|Title||Reinterpreting historical data for evidence-based shrubland management|
|Publication Type||Journal Article|
|Year of Publication||2011|
|Authors||Williamson JC, Burkett L.M., Bestelmeyer BT, Skaggs R, Havstad K|
|Journal||Natural Resources and Environmental Issues|
|Start Page||Article 18|
|ARIS Log Number||281375|
Long-term vegetation dynamics in the Chihuahuan Desert of southern New Mexico have been intensively studied for over a century, and interpretations of the broad scale drivers of these dynamics are numerous. We now understand that interpretation of spatially heterogeneous change requires a more nuanced, contextualized, and detailed understanding of edaphic features and landscape characteristics. Recently, state and transition models (STMs) have been employed to represent landscape-specific dynamics for each ecological site within a Major Land Resource Area (MLRA).

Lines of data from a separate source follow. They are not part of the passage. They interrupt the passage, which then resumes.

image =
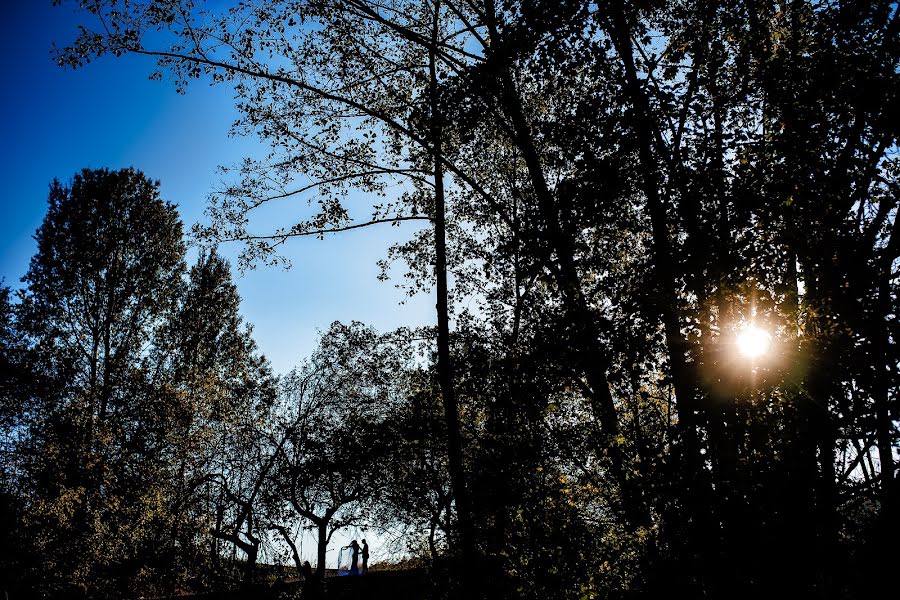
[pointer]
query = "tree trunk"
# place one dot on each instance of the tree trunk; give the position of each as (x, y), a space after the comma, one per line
(321, 548)
(456, 464)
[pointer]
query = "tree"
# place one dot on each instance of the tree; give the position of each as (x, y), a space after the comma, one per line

We re-examined data characterizing vegetation across the public lands of the northern Chihuahuan Desert at two points in time, the 1930s and 2005. In this study, our objectives were to (1) develop geospatial data layers of historical and current vegetation states, (2) compare vegetation states between the 1930s and 2005 where the two data layers overlap, and (3) interpret any major vegetation state changes over this ~70 year period within the context of specific ecological sites. It was our hypothesis that ecological dynamics would vary in interpretable ways among ecological sites. Three primary observations are drawn from our results: (1) the bulk of the region was relatively stable during this period, (2) approximately the same amount of area experienced increased grass dominance as experienced increased shrub dominance, and (3) dynamics are strongly influenced by the properties of specific ecological sites. Major vegetation state changes, involving either increased grass dominance or increased shrub dominance, only occurred to any extent in 11 of 18 ecological sites within this study area. More important to management, significant increases in shrubs occurred within only four ecological sites. These sites were sandy, deep sand, shallow sandy, and gravelly sand. All other ecological sites within this region were relatively stable over the ~70 year period between observations. The obvious management implication is the importance of stratifying by ecological site prior to application of shrub control treatments.